6.11       The Head of Pensions advised the Committee the performance indicators were as a result of a combination of factors over a period of time, and they would be impacted further by the complex change of calculations and the McCloud ruling.  In response to a question, it was noted that volume and complexity of the pension administration had increased and the service was actively looking at working practices and technology to improve the current situation.  It was noted that the Committee had been very supportive of the new staffing positions and officers appreciated the continued support and understanding. 


6.12       In terms of the Business Plan, it was reported that the service was operating to target and the Pension Audit Opinion had been issued and would be incorporated in to the annual report and published on the Fund's website. 


6.13       Member were advised that the LGPS National Knowledge assessment had been completed by five committee members, and 5 Pension Board members and Gloucestershire ranked fifth out of 16 funds.  It was noted that a training plan was being developed based on the responses received. 


6.14       A member suggested there needed to be more interaction between the Pension Committee and the Audit & Governance Committee, in terms of the accounts and audit reports, in order to develop a wider understanding.

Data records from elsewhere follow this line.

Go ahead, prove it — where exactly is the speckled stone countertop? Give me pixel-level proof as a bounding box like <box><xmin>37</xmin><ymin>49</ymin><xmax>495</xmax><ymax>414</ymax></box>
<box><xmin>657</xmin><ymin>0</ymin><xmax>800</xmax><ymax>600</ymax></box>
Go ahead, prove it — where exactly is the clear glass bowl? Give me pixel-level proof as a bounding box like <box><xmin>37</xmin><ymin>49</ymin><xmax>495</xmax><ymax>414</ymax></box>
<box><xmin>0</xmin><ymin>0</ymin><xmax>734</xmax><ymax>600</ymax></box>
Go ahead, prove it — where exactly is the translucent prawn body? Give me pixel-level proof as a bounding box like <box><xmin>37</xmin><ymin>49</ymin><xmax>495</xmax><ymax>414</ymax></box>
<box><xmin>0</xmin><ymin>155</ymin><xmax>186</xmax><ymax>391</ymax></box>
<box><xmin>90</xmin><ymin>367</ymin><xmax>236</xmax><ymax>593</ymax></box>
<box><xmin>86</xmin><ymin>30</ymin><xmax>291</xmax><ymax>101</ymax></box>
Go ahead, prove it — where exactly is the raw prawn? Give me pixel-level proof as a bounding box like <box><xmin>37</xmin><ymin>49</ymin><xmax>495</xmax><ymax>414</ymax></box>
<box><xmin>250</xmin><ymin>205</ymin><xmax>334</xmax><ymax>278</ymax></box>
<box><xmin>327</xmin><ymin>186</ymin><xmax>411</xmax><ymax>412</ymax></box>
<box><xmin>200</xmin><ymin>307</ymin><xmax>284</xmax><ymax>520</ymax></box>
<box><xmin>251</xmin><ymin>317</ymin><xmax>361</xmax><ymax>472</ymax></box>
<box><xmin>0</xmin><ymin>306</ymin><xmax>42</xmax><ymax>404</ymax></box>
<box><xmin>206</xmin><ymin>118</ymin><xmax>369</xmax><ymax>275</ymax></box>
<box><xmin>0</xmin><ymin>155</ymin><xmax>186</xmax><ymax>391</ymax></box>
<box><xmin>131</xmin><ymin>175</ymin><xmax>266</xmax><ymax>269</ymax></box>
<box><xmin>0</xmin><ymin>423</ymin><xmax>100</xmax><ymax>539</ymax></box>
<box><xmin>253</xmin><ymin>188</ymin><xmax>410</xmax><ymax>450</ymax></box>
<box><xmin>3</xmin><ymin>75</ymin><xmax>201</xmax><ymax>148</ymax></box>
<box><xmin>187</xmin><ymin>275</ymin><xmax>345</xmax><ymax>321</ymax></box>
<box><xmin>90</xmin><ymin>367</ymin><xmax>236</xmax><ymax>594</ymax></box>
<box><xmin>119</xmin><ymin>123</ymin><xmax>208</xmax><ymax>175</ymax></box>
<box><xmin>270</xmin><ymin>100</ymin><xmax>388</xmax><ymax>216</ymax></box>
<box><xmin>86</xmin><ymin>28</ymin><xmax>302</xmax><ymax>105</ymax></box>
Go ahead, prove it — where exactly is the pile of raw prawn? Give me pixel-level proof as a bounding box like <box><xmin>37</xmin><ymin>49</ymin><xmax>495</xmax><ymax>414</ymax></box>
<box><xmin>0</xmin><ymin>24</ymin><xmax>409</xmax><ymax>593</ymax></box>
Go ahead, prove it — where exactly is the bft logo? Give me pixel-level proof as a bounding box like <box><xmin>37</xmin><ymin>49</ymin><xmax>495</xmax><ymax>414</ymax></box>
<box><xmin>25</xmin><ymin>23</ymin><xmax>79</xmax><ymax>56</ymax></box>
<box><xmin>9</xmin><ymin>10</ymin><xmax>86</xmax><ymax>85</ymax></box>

It was suggested that the external auditor could attend a future meeting, in order to explain their role in relation to the Pension Fund and help to bridge the gap between committees (Action MT). Members welcomed this approach.  The Head of Pensions advised Committee that the Pension Board were in place to ensure good governance.




6.15       Resolved


That the Committee noted in accordance with the regulations, the Fund’s position and governance activities as at the 31 December 2022. 


That the Committee noted the performance of the investments as detailed in appendix 1.